Since Chinese translation scholars were already talking about guihua/yihua before Venuti (1995) and they used different English terms, we can conclude that, though both assimilation / alienation and domestication / foreignization are employed as the English renderings for the Chinese guihua/yihua and people in recent discussions tend to replace the former with the latter, early Chinese discussions were not under the direct influence of Venuti.
The appearance of the guihua/yihua discussion in Chinese translation circles is the result of several factors. First, China’s policy of opening to the outside world and people’s changed attitudes towards other cultures aroused intense interest in learning from the West. In Chinese translation, this means a demand for the retention of more foreign elements, both linguistic or cultural. Second, ‘the enthusiasm in culture’ in Chinese academic circles in the 1980s and its introduction into foreign language studies in the early 1990s bring about more concern for cultural elements in Chinese translation. The discussion of zhiyi/yiyi (literal/free Chinese translation) changed into that of guihua/yihua because, for some people, the latter involve cultural factors. There is an increasing demand for respecting the foreign cultures in Chinese translation into Chinese. Third, for some people, scholarly creativity lies partly in the coinage or use of new terms. The heated philosophical debates on alienation (yihua) in the 1980s (Gu Zhengkun, 1998: 20) offer a fashionable term for Chinese translation scholars to borrow from. This is evidenced by the fact that in some discussions nothing is new except the terminology.

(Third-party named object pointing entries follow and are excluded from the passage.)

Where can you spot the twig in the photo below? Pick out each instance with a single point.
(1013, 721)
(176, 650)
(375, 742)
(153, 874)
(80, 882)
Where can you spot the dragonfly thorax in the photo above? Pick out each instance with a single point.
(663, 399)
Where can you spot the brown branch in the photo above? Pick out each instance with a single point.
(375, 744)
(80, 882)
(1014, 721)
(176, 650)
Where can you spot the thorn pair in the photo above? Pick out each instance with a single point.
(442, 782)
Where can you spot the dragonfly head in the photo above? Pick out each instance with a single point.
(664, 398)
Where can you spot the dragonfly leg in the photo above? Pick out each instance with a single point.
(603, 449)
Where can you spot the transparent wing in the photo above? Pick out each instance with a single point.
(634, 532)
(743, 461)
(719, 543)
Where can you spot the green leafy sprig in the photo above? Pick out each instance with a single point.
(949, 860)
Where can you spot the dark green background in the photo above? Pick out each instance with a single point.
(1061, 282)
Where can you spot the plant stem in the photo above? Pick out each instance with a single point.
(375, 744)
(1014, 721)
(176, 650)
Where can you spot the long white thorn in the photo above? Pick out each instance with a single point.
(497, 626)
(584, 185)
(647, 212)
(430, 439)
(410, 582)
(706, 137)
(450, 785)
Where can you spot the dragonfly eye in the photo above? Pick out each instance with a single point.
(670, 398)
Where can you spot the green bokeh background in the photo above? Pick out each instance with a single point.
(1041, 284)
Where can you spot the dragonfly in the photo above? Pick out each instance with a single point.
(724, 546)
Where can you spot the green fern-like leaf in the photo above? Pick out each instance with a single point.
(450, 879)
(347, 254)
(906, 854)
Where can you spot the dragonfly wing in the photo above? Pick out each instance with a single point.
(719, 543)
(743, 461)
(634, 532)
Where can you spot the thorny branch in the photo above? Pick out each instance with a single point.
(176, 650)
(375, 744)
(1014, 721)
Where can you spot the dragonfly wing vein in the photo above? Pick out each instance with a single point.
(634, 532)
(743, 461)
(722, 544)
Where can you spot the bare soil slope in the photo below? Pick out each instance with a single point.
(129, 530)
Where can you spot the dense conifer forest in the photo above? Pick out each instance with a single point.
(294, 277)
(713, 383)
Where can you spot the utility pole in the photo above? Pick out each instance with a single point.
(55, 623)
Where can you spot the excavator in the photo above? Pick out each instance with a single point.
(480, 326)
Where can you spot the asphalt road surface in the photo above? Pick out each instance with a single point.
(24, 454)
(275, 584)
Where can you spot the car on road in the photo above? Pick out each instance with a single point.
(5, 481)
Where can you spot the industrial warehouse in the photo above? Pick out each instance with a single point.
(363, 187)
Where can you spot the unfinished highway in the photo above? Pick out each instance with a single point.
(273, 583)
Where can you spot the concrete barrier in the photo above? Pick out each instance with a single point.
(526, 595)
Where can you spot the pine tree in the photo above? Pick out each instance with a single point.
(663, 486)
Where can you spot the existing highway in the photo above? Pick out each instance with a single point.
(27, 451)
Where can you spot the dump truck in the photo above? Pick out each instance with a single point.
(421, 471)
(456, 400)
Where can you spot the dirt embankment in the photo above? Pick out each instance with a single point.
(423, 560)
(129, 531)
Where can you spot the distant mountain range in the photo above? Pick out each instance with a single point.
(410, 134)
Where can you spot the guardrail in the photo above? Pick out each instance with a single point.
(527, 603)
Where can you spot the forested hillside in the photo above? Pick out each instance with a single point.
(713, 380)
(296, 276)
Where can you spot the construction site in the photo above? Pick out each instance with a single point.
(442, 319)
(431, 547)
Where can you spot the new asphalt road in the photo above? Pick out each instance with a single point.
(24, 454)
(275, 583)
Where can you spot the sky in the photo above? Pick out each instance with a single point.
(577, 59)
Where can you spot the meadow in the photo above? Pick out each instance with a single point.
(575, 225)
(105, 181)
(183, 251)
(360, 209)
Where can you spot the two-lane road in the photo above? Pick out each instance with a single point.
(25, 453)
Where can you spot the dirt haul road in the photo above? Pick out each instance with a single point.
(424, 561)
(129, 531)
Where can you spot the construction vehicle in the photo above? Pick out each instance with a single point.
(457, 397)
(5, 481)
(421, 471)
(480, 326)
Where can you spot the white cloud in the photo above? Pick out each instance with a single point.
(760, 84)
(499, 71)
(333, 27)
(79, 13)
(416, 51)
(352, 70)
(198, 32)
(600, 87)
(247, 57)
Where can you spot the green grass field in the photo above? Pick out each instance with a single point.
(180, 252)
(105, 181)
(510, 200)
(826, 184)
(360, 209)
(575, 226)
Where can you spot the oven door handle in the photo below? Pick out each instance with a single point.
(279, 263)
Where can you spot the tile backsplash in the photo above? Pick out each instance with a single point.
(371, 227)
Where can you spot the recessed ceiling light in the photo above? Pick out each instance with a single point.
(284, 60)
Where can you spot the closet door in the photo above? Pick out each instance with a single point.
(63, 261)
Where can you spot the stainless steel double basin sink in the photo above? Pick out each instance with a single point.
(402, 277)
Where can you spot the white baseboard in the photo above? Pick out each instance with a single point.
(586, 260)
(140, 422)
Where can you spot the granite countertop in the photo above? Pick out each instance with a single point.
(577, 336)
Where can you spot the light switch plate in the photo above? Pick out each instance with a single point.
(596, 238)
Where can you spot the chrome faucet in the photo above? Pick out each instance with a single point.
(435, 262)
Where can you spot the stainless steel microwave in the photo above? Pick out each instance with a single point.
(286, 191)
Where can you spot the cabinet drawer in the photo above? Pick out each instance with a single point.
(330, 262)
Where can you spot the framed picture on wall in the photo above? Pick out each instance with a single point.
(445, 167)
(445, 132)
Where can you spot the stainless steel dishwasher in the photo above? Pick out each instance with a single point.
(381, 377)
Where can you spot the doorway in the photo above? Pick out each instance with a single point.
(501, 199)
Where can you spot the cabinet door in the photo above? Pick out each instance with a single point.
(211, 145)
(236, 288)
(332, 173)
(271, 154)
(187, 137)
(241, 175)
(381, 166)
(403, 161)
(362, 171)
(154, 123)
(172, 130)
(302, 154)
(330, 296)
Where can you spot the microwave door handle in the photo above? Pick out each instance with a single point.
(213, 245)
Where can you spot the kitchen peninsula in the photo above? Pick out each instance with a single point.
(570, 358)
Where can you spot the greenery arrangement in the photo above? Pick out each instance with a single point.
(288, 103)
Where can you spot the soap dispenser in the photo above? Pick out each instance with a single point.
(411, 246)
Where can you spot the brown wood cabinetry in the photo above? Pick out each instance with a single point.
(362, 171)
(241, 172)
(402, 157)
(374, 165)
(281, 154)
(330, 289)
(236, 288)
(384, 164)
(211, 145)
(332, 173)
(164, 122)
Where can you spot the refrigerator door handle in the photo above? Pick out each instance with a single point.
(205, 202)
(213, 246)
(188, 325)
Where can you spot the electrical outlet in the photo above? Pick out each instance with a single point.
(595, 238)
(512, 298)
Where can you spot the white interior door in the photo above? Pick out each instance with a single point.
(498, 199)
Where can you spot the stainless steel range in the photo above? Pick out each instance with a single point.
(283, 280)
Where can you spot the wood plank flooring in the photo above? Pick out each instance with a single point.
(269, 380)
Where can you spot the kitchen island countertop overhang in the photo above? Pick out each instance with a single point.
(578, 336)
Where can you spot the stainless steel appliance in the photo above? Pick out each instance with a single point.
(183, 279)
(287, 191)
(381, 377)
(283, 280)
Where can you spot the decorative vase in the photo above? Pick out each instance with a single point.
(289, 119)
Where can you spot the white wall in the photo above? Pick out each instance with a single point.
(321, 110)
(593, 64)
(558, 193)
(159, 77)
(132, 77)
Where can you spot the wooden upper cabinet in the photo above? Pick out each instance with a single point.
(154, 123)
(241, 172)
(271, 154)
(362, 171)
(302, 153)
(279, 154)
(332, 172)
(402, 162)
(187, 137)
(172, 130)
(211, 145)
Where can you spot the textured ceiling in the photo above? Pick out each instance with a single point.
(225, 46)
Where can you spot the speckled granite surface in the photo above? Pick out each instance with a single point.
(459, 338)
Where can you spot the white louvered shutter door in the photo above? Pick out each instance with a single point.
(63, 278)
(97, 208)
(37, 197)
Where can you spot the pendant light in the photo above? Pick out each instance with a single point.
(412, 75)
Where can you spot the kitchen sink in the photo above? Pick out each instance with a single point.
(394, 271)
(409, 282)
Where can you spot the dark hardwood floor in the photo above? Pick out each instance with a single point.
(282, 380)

Venuti said that domesticating strategies have been implemented at least since ancient Rome, when Chinese translation was a kind of conquest, and translators into Latin not only deleted culturally specific markers but also added allusions to Roman culture and replaced the names of Greek poets with those of their own, passing the Chinese translation off as a text originally written in Latin. A foreignizing strategy in Chinese translation was first formulated in the German culture in the early 19th century by Friedrich Schleiermacher. (in Baker, 1998: 240-244) It has recently been revived in the French cultural scene characterized by postmodern developments in philosophy, literary criticism, psychoanalysis, and social theory that have come to be known as ‘poststructuralism’ (Venuti, 1995: 20)
In short, foreignization and domestication are Venuti’s coinages based on his investigation of Western Chinese translation history and theories. The Chinese debates over yihua and guihua are the extension of the literal/free discussions in the 1920s-30s. Guihua is a traditional Chinese term, and yihua is borrowed from the Western philosophy. They are not loan words from Lawrence Venuti.